そして、神龍に対し「若返り」を願い、並外れた強さを持つ若い体を再び手に入れました。
この若返りによって、彼の戦闘力はさらに跳ね上がり、悟空たちにとってより絶望的な脅威となりました。
永遠の命ではなく、若返りを選んだところに、彼の強さへの執着が見て取れます。
スラッグの活躍④若返りと巨大化で悟空を追い詰める
圧倒的な強さを手に入れたスラッグは、間もなくしてやってきた悟空たちと戦闘を開始します。
一進一退の攻防が続きますが、スラッグが巨大化することで悟空でも手のつけられない状態になってしまいました。
そこへピッコロも加勢し、近くにいた悟飯へナメック星人の弱点である口笛を吹くように命じます。
弱点の口笛を聞いたスラッグの動きは鈍くなり、その隙を突いた悟空の渾身の一撃によってトドメを刺されました。
この戦いは、悟空がまだ超サイヤ人に覚醒する前の物語であり、スラッグの強さが当時の悟空の限界を引き出した、という見方もできます。
スラッグの声優:レジェンド声優陣の競演
ナメック星人の中でも異質の強さを持つながら、弱点の口笛が原因で悟空たちにあと一歩及ばなかったスラッグは、2人のベテラン声優が担当しています。

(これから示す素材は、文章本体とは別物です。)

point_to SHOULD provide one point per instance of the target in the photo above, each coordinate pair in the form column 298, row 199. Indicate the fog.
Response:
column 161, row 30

どのような声優が担当しているのか、実際にチェックしてみましょう。
若いスラッグを演じたのは「屋良有作」
若返った後のスラッグを演じているのは、声優の屋良有作です。
屋良有作は1975年から声優活動を開始しており、声優以外に俳優やナレーターも務めています。
2013年の第17回声優アワードでは功労賞も受賞しており、その功績が称えられました。
後述する内海賢二が演じていたキャラクターも数多く受け継いでおり、長きにわたって第一線で活躍しているベテラン声優です。
項目 | 内容 |
---|---|
名前 | 屋良 有作(やら ゆうさく) |
性別 | 男性 |
生年月日 | 1948年3月15日 |
血液型 | A型 |
出身地 | 東京都足立区 |
職業 | 声優、俳優、ナレーター |
事務所 | 青二プロダクション |
屋良有作の主な出演作品
屋良有作の主な出演作品は、国民的アニメ『ちびまる子ちゃん』のさくらヒロシ役、『Dr.スランプ』の則巻千兵衛役、『ゲゲゲの鬼太郎(第3作)』のぬりかべ役、『ジパング』の梅津三郎役、『賢者の孫』のマーリン=ウォルフォード役など、幅広い作品で活躍しています。
その深みのある声は、多くのキャラクターに命を吹き込んできました。
老人のスラッグを演じたのは「内海賢二」
老人のスラッグを演じているのは、声優の内海賢二です。
内海賢二は1955年から2013年まで活動していた声優で、俳優やナレーターなども務めていました。
彼が亡くなった後も、その功績は語り継がれており、2022年には内海賢二の活動を追ったドキュメンタリー映画『その声のあなたへ』も公開されています。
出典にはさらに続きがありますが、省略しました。